Technology Scholarship conversation
Key factors in identifying likely candidates include:
- a well-developed technological literacy built over time
- a willingness to commit and well-developed project management skills
- students already doing other scholarship subjects can be an indicator (and some scholarship concepts, such as metacognition, are common across subjects).
Candidates can be identified in their early secondary years and nurtured.
Claire and Abby
A school-wide technology curriculum programme is being implemented. Already from year 7, a cohesive programme is offered across all of the strands of the technology curriculum, and there is work in progress to achieve this from year 1. Students coming into the senior school with this prior learning and hence a sound technological literacy is critical for scholarship success.
Working together as a faculty enhances teacher knowledge. Teachers find it easier to understand all of the components, choose appropriate and engaging contexts, teach effectively, and assess what students already know or have learned.
Students who seem likely technology scholarship candidates are noted at year 11 and at year 12 they are shown portfolios and submissions from successful students.
This year, students are being asked to commit to scholarship. In term one, a form was issued electronically to all year 13 students. Both the students and teachers are required to sign this off.

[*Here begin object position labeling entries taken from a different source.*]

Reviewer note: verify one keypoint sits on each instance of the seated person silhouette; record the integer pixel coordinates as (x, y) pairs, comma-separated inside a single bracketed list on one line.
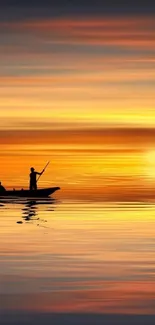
[(2, 188), (33, 179)]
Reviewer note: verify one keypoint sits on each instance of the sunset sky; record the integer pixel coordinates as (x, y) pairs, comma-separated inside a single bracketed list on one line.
[(76, 76)]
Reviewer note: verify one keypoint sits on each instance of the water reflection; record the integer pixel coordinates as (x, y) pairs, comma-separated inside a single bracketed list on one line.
[(30, 208)]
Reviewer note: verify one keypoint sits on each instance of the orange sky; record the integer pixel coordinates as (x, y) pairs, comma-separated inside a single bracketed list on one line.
[(72, 84)]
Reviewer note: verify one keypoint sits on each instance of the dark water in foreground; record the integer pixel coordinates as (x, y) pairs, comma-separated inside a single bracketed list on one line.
[(61, 262)]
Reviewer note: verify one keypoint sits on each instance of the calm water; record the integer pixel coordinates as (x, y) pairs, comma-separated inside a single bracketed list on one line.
[(76, 257)]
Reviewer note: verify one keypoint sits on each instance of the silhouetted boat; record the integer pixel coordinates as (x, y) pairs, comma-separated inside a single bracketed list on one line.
[(43, 192)]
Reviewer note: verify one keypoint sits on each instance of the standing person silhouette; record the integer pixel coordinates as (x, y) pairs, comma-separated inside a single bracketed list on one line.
[(33, 179)]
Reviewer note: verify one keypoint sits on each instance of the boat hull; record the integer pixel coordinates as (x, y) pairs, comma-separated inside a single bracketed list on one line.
[(44, 192)]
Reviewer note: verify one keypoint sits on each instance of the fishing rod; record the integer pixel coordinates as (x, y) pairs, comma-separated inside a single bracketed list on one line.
[(43, 170)]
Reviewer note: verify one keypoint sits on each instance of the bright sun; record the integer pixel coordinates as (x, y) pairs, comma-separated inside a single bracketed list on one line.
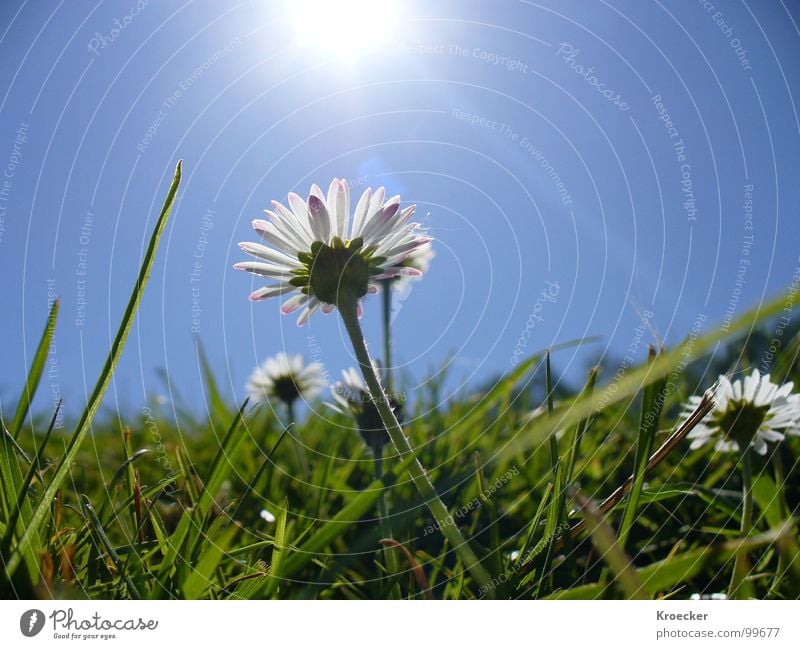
[(342, 26)]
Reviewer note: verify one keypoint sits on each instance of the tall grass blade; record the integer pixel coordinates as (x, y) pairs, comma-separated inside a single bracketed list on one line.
[(86, 418), (37, 368)]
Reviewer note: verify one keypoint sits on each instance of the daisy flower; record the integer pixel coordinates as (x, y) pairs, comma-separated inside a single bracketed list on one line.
[(419, 259), (747, 413), (352, 396), (320, 258), (286, 378)]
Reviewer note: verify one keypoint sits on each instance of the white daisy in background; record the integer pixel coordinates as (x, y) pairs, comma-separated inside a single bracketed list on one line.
[(320, 258), (286, 378), (750, 412), (419, 259)]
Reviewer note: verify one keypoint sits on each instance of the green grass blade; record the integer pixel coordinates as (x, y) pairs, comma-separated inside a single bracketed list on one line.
[(610, 550), (85, 421), (106, 545), (36, 371), (218, 473), (675, 570), (200, 575), (531, 435), (652, 402), (278, 551)]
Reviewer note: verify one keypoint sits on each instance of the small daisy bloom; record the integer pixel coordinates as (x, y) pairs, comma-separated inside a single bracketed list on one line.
[(286, 378), (352, 397), (321, 258), (747, 413)]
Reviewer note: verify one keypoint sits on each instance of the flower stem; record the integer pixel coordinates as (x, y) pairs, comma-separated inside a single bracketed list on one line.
[(386, 290), (415, 469), (741, 564), (385, 526), (299, 450)]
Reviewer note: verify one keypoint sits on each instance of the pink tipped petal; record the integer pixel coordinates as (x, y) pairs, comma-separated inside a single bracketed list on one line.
[(361, 212), (342, 209), (320, 219), (298, 206), (307, 312), (316, 191)]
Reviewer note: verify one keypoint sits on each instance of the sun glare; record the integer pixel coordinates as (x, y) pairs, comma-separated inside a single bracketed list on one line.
[(343, 27)]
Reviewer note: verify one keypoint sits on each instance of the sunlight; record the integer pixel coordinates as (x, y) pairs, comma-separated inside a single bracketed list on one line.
[(345, 27)]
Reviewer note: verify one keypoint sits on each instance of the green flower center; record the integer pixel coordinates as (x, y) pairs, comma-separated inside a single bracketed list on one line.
[(286, 389), (741, 421), (337, 273)]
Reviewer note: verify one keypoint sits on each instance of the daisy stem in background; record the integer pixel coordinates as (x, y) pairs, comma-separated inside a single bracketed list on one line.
[(741, 564), (386, 291), (299, 449), (385, 525), (419, 476)]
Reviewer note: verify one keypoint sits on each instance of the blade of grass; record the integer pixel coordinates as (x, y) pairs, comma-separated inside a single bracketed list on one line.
[(278, 551), (102, 537), (677, 569), (669, 365), (652, 403), (220, 469), (86, 418), (36, 370), (610, 549)]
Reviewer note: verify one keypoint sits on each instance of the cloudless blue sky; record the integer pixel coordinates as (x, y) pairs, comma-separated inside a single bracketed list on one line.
[(92, 122)]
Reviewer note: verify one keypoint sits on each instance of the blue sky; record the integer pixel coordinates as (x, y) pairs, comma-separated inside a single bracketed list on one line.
[(600, 152)]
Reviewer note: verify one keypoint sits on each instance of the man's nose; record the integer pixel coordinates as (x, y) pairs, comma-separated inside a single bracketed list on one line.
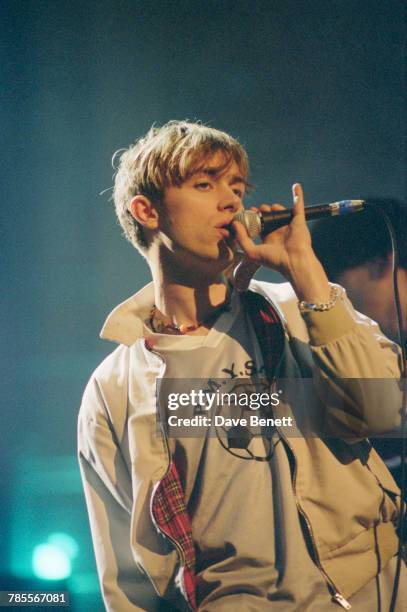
[(230, 200)]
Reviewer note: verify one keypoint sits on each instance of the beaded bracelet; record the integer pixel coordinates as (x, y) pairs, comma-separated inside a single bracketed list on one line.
[(336, 292)]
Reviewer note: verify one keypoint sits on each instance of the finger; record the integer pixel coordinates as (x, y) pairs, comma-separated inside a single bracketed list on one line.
[(298, 199), (244, 239)]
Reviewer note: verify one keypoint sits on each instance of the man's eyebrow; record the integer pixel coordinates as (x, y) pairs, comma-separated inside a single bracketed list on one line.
[(236, 178)]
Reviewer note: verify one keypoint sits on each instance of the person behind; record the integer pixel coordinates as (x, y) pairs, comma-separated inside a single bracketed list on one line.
[(281, 522), (357, 253)]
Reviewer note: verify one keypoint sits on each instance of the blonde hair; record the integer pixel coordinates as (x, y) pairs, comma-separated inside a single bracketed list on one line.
[(165, 156)]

The school is signalling to the students that this is a serious commitment for both parties. It is also an attempt to address the problem of teachers putting in considerable time on scholarship students and then students choosing not to submit.
Students are also being encouraged to take three scholarship subjects as the broad generic understandings across scholarship standards can assist students to have success in more than one scholarship subject.
Level 3 is generally a very busy time for students as they position themselves for the next stage of their education. Abby and Claire agree that building effective relationships with these students is important. Being mindful of students’ commitments, and getting to know how they work and what else they are working on is key to student success.
Potential scholarship students are identified sometimes as early as year 10 at Havelock North High School. Conversations around contexts and potential issues for curriculum level 8 start in year 12.
I agree with Carol’s comments about identifying students as early as year 10. When I get a high-achieving student, I see that as a challenge for myself and the programme of learning I have developed – and begin early guiding and developing the skills they will need for success.
I agree with Carol and Bill that there are students who are intuitive about the requirements of scholarship and can be identified early on and nurtured. A year 11 student who gained technology scholarship could consider DVC scholarship, or moving the outcome to the pre-production stage (manufacturing), as well as aiming for outstanding or top scholar.